Earlier in the day, we had been at Mukutani town with National Cohesion and Integration Commission (NCIC) peace facilitators and the entire sub-county security team. The town is a melting pot of the three communities in the area - the Ilchamus, Pokot and Tugen.

Traditionally, they used to meet in the town to sort out their issues. The meetings have, however, became scarce as animosity between them grew.

During a peace meeting held in the town, NCIC commissioner Dr Joseph Nasongo urged locals to listen to the cry of their children missing out on education and other opportunities owing to insecurity.

“Your kids will not get special national examinations because of insecurity. They will not get employment on account of their background. It is their qualifications that will matter. How will they get sound education if you cannot allow them the right environment?” he pleaded.

Dr Nasongo, a conflict resolution expert added: “Kenya has no owner when history is factored. We all came from somewhere. The Bantus from Central Africa, the Cushites from the direction of Ethiopia and the Nilotes from the Sudan area.” He said it is a great shame that such a respected county like Baringo had brought so much shame to the country. During the meeting, Pokots elders said they had longed to meet with their Tugen counterparts.
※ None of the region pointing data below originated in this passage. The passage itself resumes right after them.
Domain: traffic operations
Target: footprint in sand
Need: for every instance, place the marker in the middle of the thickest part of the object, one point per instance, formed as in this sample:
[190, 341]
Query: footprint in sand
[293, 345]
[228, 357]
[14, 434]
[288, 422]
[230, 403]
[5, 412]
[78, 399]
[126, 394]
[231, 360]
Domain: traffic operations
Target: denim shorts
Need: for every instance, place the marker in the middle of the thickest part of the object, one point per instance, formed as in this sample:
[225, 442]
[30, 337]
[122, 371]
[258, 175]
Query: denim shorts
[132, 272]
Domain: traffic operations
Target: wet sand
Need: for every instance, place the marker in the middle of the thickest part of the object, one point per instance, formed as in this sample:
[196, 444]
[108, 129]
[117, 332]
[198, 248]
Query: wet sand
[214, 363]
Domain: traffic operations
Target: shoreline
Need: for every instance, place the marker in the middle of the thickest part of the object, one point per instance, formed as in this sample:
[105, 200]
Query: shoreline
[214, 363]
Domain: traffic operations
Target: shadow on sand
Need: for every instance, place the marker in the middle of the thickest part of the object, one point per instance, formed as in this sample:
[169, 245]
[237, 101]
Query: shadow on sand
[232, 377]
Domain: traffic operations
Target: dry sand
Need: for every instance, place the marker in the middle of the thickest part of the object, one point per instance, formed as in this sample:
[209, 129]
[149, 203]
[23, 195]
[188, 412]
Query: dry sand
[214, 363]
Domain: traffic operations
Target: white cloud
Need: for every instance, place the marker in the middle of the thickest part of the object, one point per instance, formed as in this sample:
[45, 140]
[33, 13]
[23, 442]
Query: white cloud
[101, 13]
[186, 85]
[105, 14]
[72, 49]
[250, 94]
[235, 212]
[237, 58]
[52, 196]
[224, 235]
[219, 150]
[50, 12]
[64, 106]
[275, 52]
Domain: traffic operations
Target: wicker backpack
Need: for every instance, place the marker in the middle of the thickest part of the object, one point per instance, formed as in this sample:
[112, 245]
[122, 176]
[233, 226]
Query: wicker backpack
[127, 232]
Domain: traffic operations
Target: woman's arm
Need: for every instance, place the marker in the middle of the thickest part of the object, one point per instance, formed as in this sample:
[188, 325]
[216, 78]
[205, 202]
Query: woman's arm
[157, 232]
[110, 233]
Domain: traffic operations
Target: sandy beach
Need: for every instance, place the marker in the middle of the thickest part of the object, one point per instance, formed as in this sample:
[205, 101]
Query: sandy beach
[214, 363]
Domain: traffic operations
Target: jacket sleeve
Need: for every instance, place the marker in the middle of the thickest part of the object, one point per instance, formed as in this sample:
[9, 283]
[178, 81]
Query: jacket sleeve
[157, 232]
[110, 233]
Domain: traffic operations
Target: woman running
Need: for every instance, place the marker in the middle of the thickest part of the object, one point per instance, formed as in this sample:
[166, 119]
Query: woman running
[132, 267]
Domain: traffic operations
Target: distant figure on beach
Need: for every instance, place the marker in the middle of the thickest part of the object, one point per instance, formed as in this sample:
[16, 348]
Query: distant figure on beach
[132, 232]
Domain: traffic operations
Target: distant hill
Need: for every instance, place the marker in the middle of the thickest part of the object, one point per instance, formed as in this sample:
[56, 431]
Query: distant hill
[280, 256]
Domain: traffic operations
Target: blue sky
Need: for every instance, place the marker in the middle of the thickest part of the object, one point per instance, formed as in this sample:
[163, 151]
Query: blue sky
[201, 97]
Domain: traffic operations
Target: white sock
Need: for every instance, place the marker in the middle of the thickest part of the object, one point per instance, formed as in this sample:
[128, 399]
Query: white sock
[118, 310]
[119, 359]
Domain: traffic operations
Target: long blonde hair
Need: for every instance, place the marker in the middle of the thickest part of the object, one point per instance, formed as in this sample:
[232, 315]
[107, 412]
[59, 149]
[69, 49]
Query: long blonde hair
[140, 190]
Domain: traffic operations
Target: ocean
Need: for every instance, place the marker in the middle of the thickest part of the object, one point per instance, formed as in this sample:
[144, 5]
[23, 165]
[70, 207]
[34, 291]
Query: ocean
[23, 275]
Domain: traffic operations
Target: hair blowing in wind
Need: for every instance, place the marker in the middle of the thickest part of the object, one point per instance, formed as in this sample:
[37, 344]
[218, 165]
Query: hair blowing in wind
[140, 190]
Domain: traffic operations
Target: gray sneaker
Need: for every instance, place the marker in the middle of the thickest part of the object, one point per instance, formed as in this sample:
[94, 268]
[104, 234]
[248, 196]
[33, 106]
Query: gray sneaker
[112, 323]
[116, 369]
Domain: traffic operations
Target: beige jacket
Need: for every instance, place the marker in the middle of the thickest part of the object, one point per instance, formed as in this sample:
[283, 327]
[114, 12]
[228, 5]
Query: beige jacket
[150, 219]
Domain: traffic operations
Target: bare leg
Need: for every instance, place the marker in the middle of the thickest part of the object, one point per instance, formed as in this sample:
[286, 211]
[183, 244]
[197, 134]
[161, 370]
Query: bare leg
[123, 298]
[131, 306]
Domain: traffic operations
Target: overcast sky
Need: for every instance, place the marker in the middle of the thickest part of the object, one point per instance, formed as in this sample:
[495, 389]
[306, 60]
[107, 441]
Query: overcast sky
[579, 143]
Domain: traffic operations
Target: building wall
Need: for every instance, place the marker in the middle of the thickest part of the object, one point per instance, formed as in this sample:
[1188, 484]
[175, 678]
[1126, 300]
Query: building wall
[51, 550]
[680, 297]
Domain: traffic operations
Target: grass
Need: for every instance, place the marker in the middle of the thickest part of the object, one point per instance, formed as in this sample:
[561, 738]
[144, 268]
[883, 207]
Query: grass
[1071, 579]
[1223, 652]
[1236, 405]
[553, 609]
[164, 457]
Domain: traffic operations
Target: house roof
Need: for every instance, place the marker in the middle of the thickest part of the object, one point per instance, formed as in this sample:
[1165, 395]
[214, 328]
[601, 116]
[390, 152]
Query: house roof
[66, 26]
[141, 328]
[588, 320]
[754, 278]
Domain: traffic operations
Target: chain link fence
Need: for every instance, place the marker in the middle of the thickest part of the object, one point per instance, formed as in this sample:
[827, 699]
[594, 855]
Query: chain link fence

“We want you (Tugens) as well as Ilchamus in Kiserian to come back home and live in peace like in the good old days,” one Pokot elder remarked. A Tugen elder, who only identified himself as Mzee Lesiolalima, said elders had also been looking out to meet the Pokots for a lasting peace. Area MCA Peter Amasile said “serious administrative issues” in the county were to blame for the insecurity. He said the government must listen to the people.

Elusive peace

David Tesi, Sector Commander of the National Youth Service (NYS) mission in the area, decried the unresponsiveness of the area youth into NYS activities. He said although he wanted about 600 recruits to help in opening up area roads, he had only recruited 25.

“And I am not even looking for educational qualifications. I am only looking for young men who have the right body structure, who have a phone and are registered on M-Pesa,” he said.

At Mukutan, they talked peace - all sides all through. But in Ramacha, the grass they wouldn’t let either of the sides graze continues to waste away. A bull which both sides would not agree whether it belonged to the Tugens or Pokots continues to wander aimlessly on both sides but in Mukutani town.